Over the past decade, I have learned to leverage my field and laboratory knowledge and expertise as a geologist in a new data-driven direction, as a geo-data scientist.  I work with other researchers from other STEM disciplines (e.g. computing science, statistics, etc) to innovate and develop data-science solutions to geologic and geospatial problems.   

What excites you about your work at the Energy Department?

When I was a kid I loved mysteries, books in particular always captured my attention. The job of a geoscientist is a bit like playing the part of a detective, trying to piece together the picture of what has happened, or in some cases will happen, based on limited clues and information.  The world is not black and white, there are rarely simple yes and no answers to most questions.  So having the opportunity to use geoscience tools in collaboration with other disciplines to answer and address the “grayscale” issues related to energy and the environment is a challenge, but a fun one! 

We do not often have the luxury, when faced with many of the questions and problems we’re asked to address here at the lab, particularly in relation to subsurface energy systems, to physically interact with those systems.  They are remote, often residing 10,000’s of feet below the Earth’s surface.  So we utilize and develop tools and datasets to predict or improve characterization of what occurs in the subsurface.  This is where the detective work comes into play, trying to constrain what is happening based on clues and often discontinuous information.  It also means we work on multi-disciplinary teams to properly tackle complex problems.   

How can our country engage more women, girls, and other underrepresented groups in STEM?

I grew up with amazing role models in the STEM arena, almost entirely men.  I never recall anyone making a fuss over gender and STEM related activities and efforts.  That neutrality, normalcy, as well as the opportunities to take STEM classes, camps, and pursue a STEM career was a natural extension of my interests and my various mentor’s encouragement.  This natural, seamless encouragement is important and a great way to cultivate future generations of STEM innovators. 

Do you have tips you'd recommend for someone looking to enter your field of work?

If you are passionate about a STEM discipline, endure and commit to finding a path that works for you while being honest with yourself.  Be honest with yourself.Know your strengths and find ways to leverage them to support what you're passionate about.Equally important is to be honest and acknowledge your weaknesses, and if they are an impediment to what you want to be or do, then you need to figure out a way to convert them from weaknesses to strengths, or own that they are a part of you, and find another means to move forward (chose an alternative path, find a partner whose strengths complement yours, etc.).Ultimately, regardless of what career path you take, partnerships and collaboration are vital, so finding ways you can contribute while honoring the strengths and capabilities of yourself and your colleagues is important.

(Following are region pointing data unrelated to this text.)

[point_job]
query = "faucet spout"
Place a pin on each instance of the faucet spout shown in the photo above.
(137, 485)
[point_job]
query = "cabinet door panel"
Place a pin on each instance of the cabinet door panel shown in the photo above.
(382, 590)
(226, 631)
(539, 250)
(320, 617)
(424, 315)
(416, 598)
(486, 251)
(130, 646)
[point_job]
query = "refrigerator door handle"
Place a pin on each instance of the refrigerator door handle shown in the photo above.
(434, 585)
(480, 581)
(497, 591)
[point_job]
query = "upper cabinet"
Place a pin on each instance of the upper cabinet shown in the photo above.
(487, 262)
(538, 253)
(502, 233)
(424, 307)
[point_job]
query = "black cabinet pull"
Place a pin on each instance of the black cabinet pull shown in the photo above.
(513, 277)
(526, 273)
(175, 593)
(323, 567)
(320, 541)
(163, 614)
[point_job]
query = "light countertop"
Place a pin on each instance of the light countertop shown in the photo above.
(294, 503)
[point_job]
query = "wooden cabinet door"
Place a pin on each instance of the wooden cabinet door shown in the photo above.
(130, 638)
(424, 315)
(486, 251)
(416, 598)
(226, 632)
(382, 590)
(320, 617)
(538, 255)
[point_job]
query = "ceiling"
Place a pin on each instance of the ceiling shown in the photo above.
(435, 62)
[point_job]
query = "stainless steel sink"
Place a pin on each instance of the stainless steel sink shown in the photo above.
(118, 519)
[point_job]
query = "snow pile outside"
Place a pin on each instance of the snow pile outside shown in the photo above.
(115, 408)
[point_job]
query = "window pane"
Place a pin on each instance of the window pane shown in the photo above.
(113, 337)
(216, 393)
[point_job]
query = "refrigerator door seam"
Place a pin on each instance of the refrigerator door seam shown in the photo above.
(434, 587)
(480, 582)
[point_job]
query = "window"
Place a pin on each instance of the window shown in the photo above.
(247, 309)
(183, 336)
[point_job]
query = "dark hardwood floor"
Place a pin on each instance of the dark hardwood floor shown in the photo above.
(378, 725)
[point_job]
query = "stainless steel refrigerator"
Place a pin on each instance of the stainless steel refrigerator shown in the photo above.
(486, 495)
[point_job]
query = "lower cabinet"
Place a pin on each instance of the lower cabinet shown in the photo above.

When you have free time, what are your hobbies?

My free time varies.  I live with a chronic illness, so sometimes, when it is active, my free time is spent recharging, resting, reading good books!  But my husband and I love to travel and explore the world. Everything from the local Oregon, Pacific Northwest region in which we live, to international adventures where the history of the planet and human society offer us many lessons and things to experience. 

At our house we raise chickens and cats, as well as numerous fruit trees and a prolific garden.  The Pacific NW is amazing in its abundance and ability to grow…almost anything. We recently added a few olive trees to the mix as well!  Between the garden and fruit trees I spend quite a bit of time in the fall canning and preserving everything from apple pie filling to cherries, grape juice, tomato sauces etc. I also enjoying reading, music, and the arts, especially dance. And my husband and I have been “adopted” as honorary aunt and uncle to a number of creative, amusing, ornery kiddos that we enjoy spending time with, and with whom we get to further investigate and discover the world!